During his two-year US Aerial Mail Service, Miller trained in the Wright DH-4 at Belmont Park, Long Island. Hired as the station manager at Bustleton, Pennsylvania he flew the first non-stop mail route between Cleveland and Chicago on 22 May 1919. In 1920, he worked for America Trans Oceanic Company of Miami, Florida. Miller flew survey flights in Quebec, Canada in 1922. He managed operations for Pitcairn Aeronautical Corporation at Hadley Field in South Plainfield, New Jersey.

==Miller Aviation Corporation==
On August 2, 1927, Miller founded the Miller Aviation Corporation at New Brunswick Airport (a.k.a. "Miller Field"), a short-lived airfield located southwest of the city. His company offered flying instruction, local sightseeing flights, and charter passenger flights in the mid-Atlantic seaboard region. In 1928 the Fowler flap inventor Harlan D. Fowler worked as Miller's chief aeronautical engineer. Later that year Robert W. Johnson of the Miller Aviation Corporation designed and constructed the Miller MCA-1 twin engine amphibian biplane. After successful water landings, the MCA-1 was damaged beyond repair, flipping over on its back, during the first ground landing, Miller was uninjured. Shortly after the accident his company dissolved and Miller returned to Pitcairn flying the PCA-2 autogiro. He was then hired to fly for the United states Department of Agriculture until World War II. During the war, Miller joined the United States Navy as a lieutenant commander, flying as a helicopter test pilot at Naval Air Station Patuxent River, Maryland.

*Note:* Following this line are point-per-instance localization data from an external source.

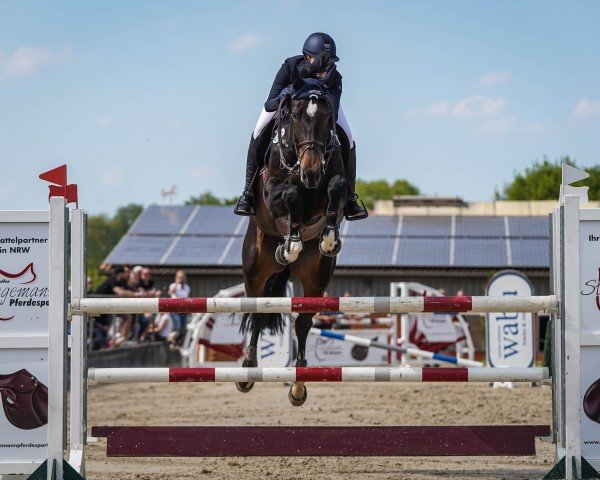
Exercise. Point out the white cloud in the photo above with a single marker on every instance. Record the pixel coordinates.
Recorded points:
(113, 177)
(103, 121)
(586, 107)
(246, 42)
(494, 78)
(435, 110)
(26, 60)
(478, 106)
(498, 125)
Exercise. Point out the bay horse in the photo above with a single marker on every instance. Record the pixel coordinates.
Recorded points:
(300, 195)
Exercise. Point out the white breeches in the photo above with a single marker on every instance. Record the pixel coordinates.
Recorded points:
(265, 117)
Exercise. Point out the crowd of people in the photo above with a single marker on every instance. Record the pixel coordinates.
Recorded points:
(137, 282)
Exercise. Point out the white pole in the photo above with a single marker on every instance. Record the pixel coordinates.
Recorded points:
(78, 344)
(571, 319)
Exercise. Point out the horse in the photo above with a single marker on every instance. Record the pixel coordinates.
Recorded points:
(301, 194)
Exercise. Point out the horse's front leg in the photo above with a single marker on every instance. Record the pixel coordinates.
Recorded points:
(330, 243)
(288, 252)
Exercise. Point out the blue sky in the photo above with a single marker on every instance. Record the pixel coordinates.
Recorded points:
(138, 96)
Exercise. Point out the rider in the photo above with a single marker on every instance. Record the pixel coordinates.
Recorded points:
(318, 61)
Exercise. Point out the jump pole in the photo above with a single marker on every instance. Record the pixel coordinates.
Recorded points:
(365, 342)
(317, 374)
(463, 304)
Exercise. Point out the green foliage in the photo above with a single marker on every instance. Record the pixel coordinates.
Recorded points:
(542, 181)
(382, 190)
(103, 234)
(208, 198)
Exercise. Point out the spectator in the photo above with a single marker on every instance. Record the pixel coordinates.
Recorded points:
(179, 289)
(116, 284)
(163, 327)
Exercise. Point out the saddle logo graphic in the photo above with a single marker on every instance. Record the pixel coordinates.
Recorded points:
(25, 277)
(592, 287)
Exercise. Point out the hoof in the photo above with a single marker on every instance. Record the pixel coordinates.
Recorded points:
(336, 250)
(279, 255)
(244, 387)
(296, 402)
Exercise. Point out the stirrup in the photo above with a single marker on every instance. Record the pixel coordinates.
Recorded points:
(358, 212)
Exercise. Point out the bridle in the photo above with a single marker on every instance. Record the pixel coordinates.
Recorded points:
(325, 150)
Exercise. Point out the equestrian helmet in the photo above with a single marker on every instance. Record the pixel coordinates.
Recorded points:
(319, 42)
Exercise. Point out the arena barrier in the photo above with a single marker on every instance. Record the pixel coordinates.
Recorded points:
(575, 356)
(365, 342)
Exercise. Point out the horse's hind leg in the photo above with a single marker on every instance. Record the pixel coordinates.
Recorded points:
(330, 243)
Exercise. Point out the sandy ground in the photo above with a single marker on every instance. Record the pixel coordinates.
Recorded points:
(328, 404)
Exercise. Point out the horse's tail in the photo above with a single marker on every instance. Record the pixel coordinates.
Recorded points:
(276, 286)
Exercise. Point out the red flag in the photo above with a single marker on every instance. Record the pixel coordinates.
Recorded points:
(69, 192)
(57, 175)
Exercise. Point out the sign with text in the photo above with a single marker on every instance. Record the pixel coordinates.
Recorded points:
(589, 272)
(510, 339)
(24, 302)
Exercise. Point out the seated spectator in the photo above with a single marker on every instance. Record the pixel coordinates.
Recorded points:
(116, 284)
(179, 289)
(325, 320)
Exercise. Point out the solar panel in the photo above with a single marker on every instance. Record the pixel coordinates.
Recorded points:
(217, 220)
(423, 252)
(140, 250)
(374, 226)
(480, 252)
(480, 227)
(197, 251)
(361, 252)
(528, 227)
(530, 252)
(158, 219)
(426, 226)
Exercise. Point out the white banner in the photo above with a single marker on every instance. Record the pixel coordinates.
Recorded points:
(24, 297)
(510, 336)
(323, 351)
(590, 324)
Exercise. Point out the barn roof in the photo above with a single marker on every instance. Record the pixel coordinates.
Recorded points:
(212, 236)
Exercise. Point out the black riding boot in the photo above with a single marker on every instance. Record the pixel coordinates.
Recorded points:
(355, 208)
(245, 204)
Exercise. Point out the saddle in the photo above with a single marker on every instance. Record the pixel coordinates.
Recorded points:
(24, 400)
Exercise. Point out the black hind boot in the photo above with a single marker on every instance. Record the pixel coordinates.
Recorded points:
(245, 204)
(355, 208)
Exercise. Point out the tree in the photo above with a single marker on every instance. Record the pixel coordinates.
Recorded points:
(382, 190)
(104, 233)
(208, 198)
(542, 181)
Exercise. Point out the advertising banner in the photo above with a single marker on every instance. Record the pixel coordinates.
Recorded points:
(24, 301)
(590, 324)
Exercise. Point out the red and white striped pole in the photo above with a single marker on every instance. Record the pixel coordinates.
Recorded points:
(316, 374)
(95, 306)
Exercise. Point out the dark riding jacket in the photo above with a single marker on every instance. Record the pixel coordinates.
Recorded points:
(288, 74)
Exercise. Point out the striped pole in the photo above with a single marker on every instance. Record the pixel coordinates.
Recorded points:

He returned to the Department of Agriculture until his retirement in 1956.

Miller flew the Wright DH-4; the Curtis Seagull for The Chicago Tribune; Pitcairn PA-3 Orowing; his Miller Corporation MCA-1 Amphibian Biplane; and the autogiro Pitcairn PCA-2. Documents of Miller's life from the 1914 to 1939 reside in the National Air and Space Museum Archives.